R: Cross validation for the CausalANOVA.

cv.CausalANOVA {FindIt}

R Documentation

Cross validation for the CausalANOVA.

Description

cv.CausalANOVA implements cross-validation for CausalANOVA to select the collapse.cost parameter. CausalANOVA runs this function internally when defaults when collapse.type=cv.min or collapse.type=cv.1Std.

Usage

cv.CausalANOVA(
  formula,
  int2.formula = NULL,
  int3.formula = NULL,
  data,
  nway = 1,
  pair.id = NULL,
  diff = FALSE,
  cv.collapse.cost = c(0.1, 0.3, 0.7),
  nfolds = 5,
  screen = FALSE,
  screen.type = "fixed",
  screen.num.int = 3,
  family = "binomial",
  cluster = NULL,
  maxIter = 50,
  eps = 1e-05,
  seed = 1234,
  fac.level = NULL,
  ord.fac = NULL,
  verbose = TRUE
)

Arguments

`formula`	a formula that specifies outcome and treatment variables.
`int2.formula`	(optional). A formula that specifies two-way interactions.
`int3.formula`	(optional). A formula that specifies three-way interactions.
`data`	an optional data frame, list or environment (or object coercible by 'as.data.frame' to a data frame) containing the variables in the model. If not found in 'data', the variables are taken from 'environment(formula)', typically the environment from which 'CausalANOVA' is called.
`nway`	With `nway=1`, the function estimates the Average Marginal Effects (AMEs) only. With `nway=2`, the function estimates the AMEs and the two-way Average Marginal Interaction Effects (AMIEs). With `nway=3`, the function estimates the AMEs, the two-way and three-way AMIEs. Default is 1.
`pair.id`	(optional).Unique identifiers for each pair of comparison. This option is used when `diff=TRUE`.
`diff`	A logical indicating whether the outcome is the choice between a pair. If `diff=TRUE`, `pair.id` should specify a pair of comparison.

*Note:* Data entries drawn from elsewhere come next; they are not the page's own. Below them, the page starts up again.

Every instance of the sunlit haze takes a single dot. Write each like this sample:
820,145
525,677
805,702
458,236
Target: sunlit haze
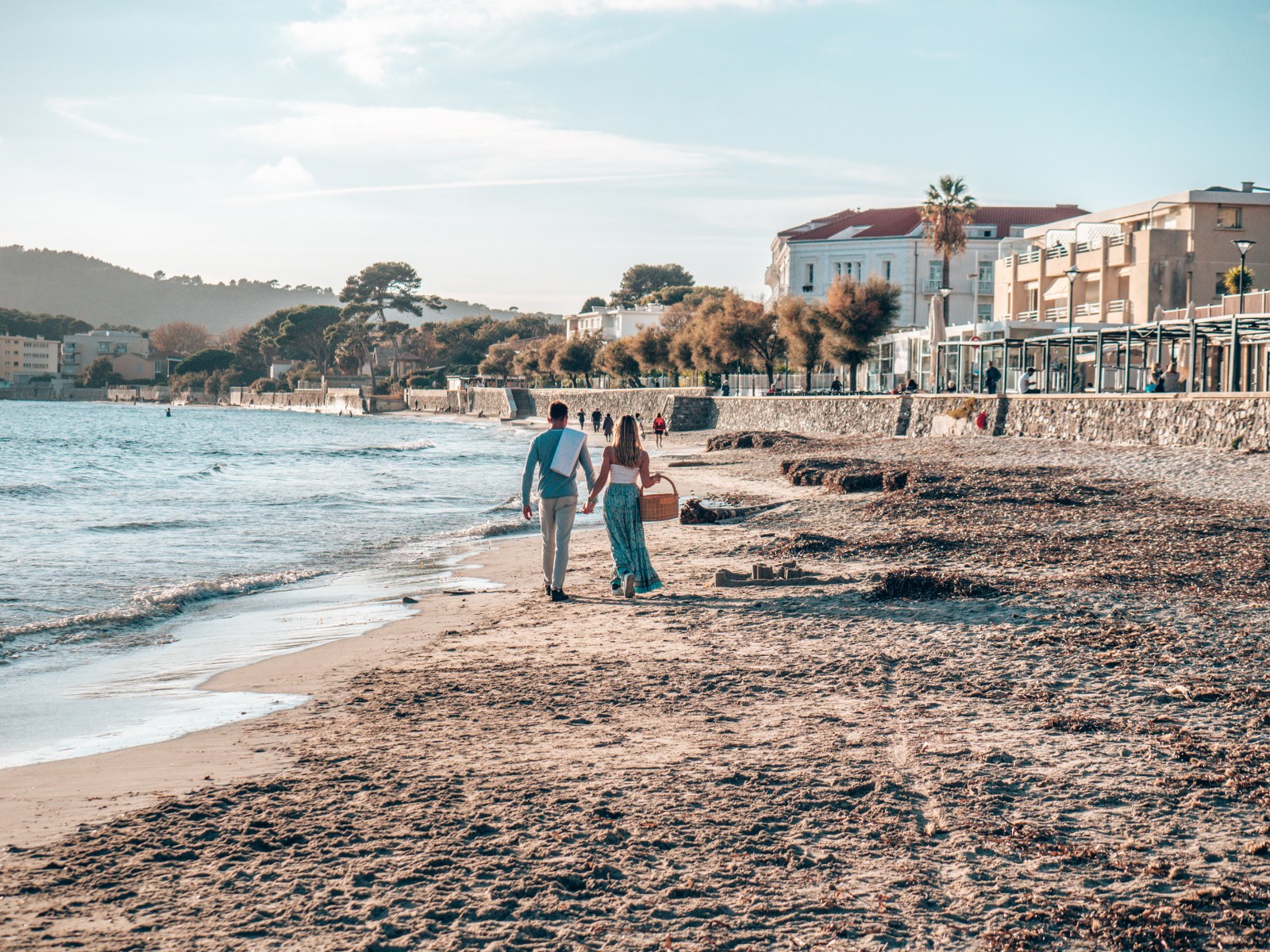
524,152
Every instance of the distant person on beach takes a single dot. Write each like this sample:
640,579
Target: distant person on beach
1172,380
624,463
558,497
992,378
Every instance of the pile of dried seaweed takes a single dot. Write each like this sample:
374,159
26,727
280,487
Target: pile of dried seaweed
753,440
918,584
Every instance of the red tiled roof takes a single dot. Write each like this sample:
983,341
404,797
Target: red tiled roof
899,222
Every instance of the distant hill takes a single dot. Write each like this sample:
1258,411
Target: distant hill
94,291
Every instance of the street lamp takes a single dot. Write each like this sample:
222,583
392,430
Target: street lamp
935,357
1072,274
1242,245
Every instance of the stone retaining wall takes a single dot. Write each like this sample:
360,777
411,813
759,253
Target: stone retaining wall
333,400
868,416
648,401
1153,419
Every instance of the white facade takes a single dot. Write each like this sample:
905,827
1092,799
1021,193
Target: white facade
614,323
23,359
810,268
891,244
79,351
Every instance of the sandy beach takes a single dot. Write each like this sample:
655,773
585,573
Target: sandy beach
1030,712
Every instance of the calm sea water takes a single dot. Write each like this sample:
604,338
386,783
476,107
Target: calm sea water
141,554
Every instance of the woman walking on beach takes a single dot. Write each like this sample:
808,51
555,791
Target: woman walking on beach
624,463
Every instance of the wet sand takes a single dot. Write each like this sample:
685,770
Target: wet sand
1076,757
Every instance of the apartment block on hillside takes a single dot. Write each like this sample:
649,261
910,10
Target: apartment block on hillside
1118,266
614,323
79,351
23,359
892,243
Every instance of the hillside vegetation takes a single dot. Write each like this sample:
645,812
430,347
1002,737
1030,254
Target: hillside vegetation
69,283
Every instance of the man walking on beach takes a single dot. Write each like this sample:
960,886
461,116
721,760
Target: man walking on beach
558,493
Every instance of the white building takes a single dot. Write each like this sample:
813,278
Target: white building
23,359
614,323
79,351
891,243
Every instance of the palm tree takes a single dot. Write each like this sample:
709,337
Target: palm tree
945,213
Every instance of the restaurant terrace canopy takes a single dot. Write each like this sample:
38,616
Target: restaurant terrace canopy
1233,355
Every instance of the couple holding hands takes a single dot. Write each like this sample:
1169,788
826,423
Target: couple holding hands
556,456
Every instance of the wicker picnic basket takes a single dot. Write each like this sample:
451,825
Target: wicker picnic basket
660,507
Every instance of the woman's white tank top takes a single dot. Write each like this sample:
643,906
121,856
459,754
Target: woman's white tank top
624,475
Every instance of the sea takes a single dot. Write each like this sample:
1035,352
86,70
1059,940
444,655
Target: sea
143,554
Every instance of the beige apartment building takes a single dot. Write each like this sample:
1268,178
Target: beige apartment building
1165,251
23,359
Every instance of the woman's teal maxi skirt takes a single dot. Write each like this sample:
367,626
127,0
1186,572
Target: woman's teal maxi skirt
626,539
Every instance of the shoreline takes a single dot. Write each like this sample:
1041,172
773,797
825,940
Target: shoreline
54,797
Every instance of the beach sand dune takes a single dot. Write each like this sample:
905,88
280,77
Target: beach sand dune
1076,759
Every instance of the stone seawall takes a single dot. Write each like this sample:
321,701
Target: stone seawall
1153,419
1149,419
648,403
492,401
333,400
868,416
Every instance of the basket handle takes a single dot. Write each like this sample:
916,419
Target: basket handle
664,478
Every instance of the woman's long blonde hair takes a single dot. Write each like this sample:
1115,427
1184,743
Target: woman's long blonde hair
626,444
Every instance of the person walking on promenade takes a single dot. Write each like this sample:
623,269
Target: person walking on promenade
992,378
558,493
624,463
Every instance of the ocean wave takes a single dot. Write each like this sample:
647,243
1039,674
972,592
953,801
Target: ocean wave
145,526
408,447
510,505
502,527
25,490
209,473
156,603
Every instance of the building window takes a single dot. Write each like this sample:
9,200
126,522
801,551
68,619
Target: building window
1230,216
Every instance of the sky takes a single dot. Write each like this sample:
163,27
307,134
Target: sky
525,152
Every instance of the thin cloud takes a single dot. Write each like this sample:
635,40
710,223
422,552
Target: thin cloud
70,109
441,187
287,173
368,36
452,145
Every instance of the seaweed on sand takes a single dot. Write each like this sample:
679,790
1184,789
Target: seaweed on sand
920,584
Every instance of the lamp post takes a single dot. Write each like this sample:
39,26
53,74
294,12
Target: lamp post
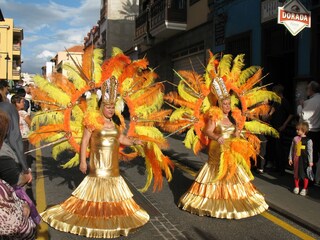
7,60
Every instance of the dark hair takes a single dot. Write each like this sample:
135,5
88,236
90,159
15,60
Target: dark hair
21,92
278,89
16,99
304,126
4,123
3,84
115,117
314,86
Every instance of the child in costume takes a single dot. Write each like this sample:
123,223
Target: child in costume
223,187
301,157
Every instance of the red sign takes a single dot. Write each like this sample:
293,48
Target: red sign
294,16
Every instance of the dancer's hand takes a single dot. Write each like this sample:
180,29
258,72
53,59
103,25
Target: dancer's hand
83,167
25,210
220,140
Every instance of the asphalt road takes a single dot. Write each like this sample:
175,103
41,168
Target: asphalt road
52,185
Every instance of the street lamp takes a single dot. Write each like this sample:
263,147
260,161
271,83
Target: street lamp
7,59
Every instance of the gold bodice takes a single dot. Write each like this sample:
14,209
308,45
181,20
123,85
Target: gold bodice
227,131
104,150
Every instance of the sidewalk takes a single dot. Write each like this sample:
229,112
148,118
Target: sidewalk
276,189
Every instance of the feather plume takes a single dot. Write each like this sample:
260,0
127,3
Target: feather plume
186,93
260,96
225,65
174,98
246,74
87,62
189,139
97,61
252,81
75,76
181,113
238,64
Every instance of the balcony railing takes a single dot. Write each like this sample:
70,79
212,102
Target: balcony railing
16,47
161,13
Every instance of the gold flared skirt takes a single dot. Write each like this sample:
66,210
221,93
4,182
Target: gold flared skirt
98,208
232,198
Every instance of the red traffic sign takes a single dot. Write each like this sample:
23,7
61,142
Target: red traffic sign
294,16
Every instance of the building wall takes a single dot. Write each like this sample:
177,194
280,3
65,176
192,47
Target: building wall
6,42
119,25
243,16
194,18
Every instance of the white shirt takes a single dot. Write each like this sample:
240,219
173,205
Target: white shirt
310,112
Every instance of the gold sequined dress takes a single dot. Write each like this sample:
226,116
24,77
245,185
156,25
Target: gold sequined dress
232,197
102,205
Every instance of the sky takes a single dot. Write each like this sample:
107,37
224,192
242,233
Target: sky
50,26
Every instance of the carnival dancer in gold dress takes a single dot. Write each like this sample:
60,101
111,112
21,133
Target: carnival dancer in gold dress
102,205
223,187
232,196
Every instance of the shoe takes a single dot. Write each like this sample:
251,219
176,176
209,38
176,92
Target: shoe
303,192
296,191
260,171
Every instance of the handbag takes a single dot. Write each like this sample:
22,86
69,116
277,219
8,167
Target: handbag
310,173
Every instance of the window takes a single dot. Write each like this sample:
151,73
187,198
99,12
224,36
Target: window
193,2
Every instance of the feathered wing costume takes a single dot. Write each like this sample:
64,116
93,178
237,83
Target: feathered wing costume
222,188
102,205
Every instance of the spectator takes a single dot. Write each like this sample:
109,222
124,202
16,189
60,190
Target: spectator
13,137
27,105
4,90
24,119
16,220
280,116
301,157
309,111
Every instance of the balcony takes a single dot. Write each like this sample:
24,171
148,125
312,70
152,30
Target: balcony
160,21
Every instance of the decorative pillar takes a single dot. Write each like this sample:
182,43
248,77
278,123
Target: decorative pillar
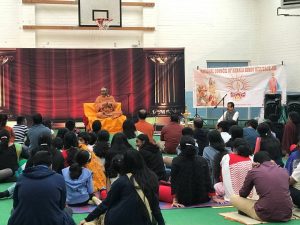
5,61
168,86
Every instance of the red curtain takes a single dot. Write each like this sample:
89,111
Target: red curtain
56,82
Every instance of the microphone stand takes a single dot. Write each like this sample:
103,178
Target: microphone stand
223,103
128,96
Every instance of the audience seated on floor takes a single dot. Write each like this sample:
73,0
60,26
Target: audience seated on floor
272,185
130,131
143,126
215,149
223,128
152,156
294,158
102,145
79,181
234,168
295,186
200,134
132,198
171,135
250,134
70,148
267,142
119,145
8,157
40,195
291,132
190,178
236,132
99,178
3,122
36,130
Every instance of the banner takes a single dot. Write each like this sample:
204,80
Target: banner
245,86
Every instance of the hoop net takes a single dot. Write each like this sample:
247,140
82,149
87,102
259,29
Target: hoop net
103,23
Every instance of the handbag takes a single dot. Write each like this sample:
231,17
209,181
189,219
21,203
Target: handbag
99,221
143,198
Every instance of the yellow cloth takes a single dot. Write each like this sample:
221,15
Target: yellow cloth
99,178
109,124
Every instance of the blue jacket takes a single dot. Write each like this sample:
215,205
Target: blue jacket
39,198
79,190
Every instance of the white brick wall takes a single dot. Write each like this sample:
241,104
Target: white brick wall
207,29
279,40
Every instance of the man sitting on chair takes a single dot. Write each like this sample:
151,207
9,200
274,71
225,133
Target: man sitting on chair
105,106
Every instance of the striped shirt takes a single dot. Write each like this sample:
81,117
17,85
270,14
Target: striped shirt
20,133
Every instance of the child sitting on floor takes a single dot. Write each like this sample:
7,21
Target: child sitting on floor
79,181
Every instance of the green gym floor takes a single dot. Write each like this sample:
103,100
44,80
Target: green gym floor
196,216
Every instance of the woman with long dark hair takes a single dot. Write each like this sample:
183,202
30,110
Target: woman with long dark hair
119,145
45,144
79,181
132,199
70,148
267,142
8,156
234,168
214,153
291,132
190,178
130,131
151,155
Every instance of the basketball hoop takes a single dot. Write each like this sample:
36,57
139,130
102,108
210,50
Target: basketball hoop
103,23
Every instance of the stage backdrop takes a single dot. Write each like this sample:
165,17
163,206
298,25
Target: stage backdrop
56,82
245,86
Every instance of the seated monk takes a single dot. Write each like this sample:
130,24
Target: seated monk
105,106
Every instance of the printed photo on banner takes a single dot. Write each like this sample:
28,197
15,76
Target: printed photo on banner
245,86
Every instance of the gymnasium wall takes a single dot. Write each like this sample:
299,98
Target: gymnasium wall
227,30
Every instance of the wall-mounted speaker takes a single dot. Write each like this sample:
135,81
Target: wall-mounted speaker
293,103
272,105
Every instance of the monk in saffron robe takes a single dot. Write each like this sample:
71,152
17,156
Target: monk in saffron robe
105,106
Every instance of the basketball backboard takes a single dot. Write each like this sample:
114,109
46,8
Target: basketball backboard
90,10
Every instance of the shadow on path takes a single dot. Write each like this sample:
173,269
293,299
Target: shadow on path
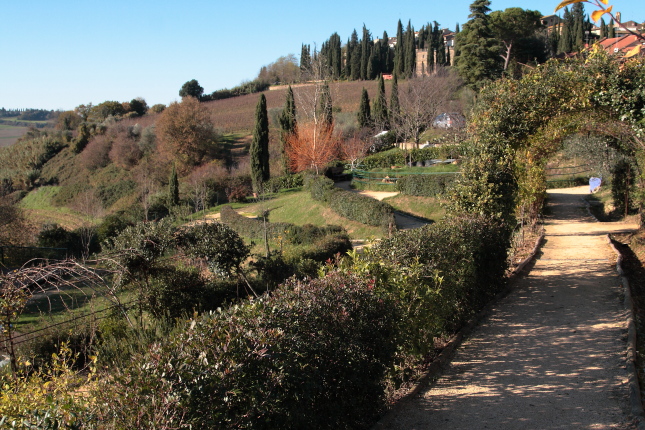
551,354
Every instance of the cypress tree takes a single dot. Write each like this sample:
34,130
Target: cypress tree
395,107
410,52
366,51
356,57
305,60
287,127
364,115
325,109
379,111
173,188
399,51
260,146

Default is `FALSE`.
`cv.collapse.cost`	A vector containing candidates for a cost parameter ranging from 0 to 1. 1 corresponds to no regularization and the smaller value corresponds to the stronger regularization. Default is `c(0.1,0.3,0.7)`.
`nfolds`	number of folds - default is 5. Although nfolds can be as large as the sample size (leave-one-out CV), it is not recommended for large datasets.
`screen`	A logical indicating whether select significant factor interactions with `glinternet`. When users specify interactions using `int2.formula` or `int3.formula`, this option is ignored. `screen` should be used only when users want data-driven selection of factor-interactions. With `screen.type`, users can specify how to screen factor interactions. We recommend to use this option when the number of factors is large, e.g., more than 6. Default is `FALSE`.
`screen.type`	Type for screening factor interactions. (1) `"fixed"` select the fixed number (specified by `screen.num.int`) of factor interactions. (2) `"cv.min"` selects factor-interactions with the tuning parameter giving the minimum cross-validation error. (3) `"cv.1Std"` selects factor-interactions with the tuning parameter giving a cross-validation error that is within 1 standard deviation of the minimum cv error.
`screen.num.int`	(optional).The number of factor interactions to select. This option is used when and `screen=TRUE` and `screen.type="fixed"`. Default is 3.
`family`	A family of outcome variables. `"gaussian"` when continuous outcomes `"binomial"` when binary outcomes. Default is `"binomial"`.
`cluster`	Unique identifies with which cluster standard errors are computed.
`maxIter`	The number of maximum iteration for `glinternet`.
`eps`	A tolerance parameter in the internal optimization algorithm.
`seed`	an argument for `set.seed()`.
`fac.level`	optional. A vector containing the number of levels in each factor. The order of `fac.level` should match to the order of columns in the data. For example, when the first and second columns of the design matrix is "Education" and "Race", the first and second element of `fac.level` should be the number of levels in "Education" and "Race", respectively.
`ord.fac`	optional. logical vectors indicating whether each factor has ordered (`TRUE`) or unordered (`FALSE`) levels. When levels are ordered, the function uses the order given by function `levels()`. If levels are ordered, the function places penalties on the differences between adjacent levels. If levels are unordered, the function places penalties on the differences based on every pairwise comparison.
`verbose`	whether it prints the value of a cost parameter used.

Details

See Details in CausalANOVA.

Value

`cv.error`	The mean cross-validated error - a vector of length `length(cv.t)`.
`cv.min`	A value of `t` that gives minimum `cv.missclass`.
`cv.1Std`	The largest value of `t` such that error is within 1 standard error of the minimum.
`cv.each.mat`	A matrix containing cross-validation errors for each fold and cost parameter.
`cv.cost`	The `cv.collapse.cost` used in the function.

Author(s)

Naoki Egami and Kosuke Imai.

References

Post, J. B. and Bondell, H. D. 2013. “Factor selection and structural identification in the interaction anova model.” Biometrics 69, 1, 70–79.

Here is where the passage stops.